As I was stitching Kloster block squares to test the two methods I’d come up with of tackling double-sided blocks, I thought of a third – or rather, a variation on one of the two. Fortunately the two variations could be tried out in one Kloster block square.
Here are my two test squares side by side. On the left I stitched both the outside Kloster blocks and the two internal Kloster blocks that would be cut on both sides. On the right I stitched only the outside blocks, and I cut and removed the threads as usual (I even tucked in the cut ends).
Then I tried two methods of cutting in the left-hand square. I cut along all the outside Kloster blocks as usual, but of the two internal Kloster blocks I only cut along the two sides of the right-hand one. The two cut areas on either side of that right-hand block were now completely open, but on the left the vertical threads, though cut at the very top and the very bottom, were still held in place by the Kloster block.
I removed those longer threads, pulling them out through the Kloster block. I also removed the short cut threads that were left inside the right-hand Kloster block (and which would normally be tucked in). This proved to be quite tricky by hand (it would be easier with a pair of tweezers) and I did occasionally pull the perle thread, which ended up looking a little fuzzy (not easy to see in the photograph, but quite noticeable in real life).

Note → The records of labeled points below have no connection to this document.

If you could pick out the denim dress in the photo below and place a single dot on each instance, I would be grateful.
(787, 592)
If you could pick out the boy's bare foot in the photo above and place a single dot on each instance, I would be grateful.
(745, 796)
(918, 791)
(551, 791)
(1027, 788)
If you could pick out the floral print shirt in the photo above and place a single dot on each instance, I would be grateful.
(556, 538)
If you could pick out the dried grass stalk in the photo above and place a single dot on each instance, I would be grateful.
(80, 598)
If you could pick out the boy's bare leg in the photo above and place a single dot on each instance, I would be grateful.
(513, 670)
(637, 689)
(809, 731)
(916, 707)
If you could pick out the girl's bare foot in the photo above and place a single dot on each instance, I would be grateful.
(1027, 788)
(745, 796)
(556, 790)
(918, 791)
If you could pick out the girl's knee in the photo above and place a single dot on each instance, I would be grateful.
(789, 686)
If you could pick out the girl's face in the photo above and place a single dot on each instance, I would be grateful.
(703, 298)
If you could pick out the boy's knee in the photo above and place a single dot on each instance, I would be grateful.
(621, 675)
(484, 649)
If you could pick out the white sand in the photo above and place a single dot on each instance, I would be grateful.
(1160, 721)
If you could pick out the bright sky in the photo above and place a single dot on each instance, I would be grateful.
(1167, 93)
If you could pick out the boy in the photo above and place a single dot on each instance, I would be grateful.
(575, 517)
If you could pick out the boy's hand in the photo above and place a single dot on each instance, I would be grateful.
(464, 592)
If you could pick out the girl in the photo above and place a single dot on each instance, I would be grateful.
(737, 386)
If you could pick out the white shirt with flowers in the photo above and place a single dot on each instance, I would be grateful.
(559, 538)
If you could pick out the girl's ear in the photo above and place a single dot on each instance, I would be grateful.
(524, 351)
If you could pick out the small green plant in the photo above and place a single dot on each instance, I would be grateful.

Back to the second square of Kloster blocks, where all the threads had been cut and removed. Using perle #5 I wrapped the two horizontal bars, keeping the tension quite slack so that they wouldn’t be pulled and become very narrow, like traditional wrapped bars done in perle #8.
I then tucked in the cut ends in the left-hand test square, and used perle #8 to weave the remaining bars in both test squares.
The result? All three methods work to some extent, and each one is easier than the traditional method of cutting both sides of the Kloster block and tucking in the ends. The one where the double-sided Kloster blocks are worked after cutting in the manner of wrapped bars (shown on the right) is least successful, in my opinion, as they do come out a little narrower that ordinary Kloster blocks.
The two methods on the left (cutting only along the regular Kloster blocks and removing the longer threads, or cutting along the double-sided Kloster blocks as well and removing the short threads) both produce quite nice and plump Kloster blocks, which don’t look very different from regular ones. Of the two methods the first gets my vote because it is easier to remove the longer threads – with the second method, it is quite easy to damage the perle of the Kloster block when removing the short cut threads.
I hope this will help you when you encounter double-sided Kloster blocks – if you try any of these methods in your own stitching, let me know what you think!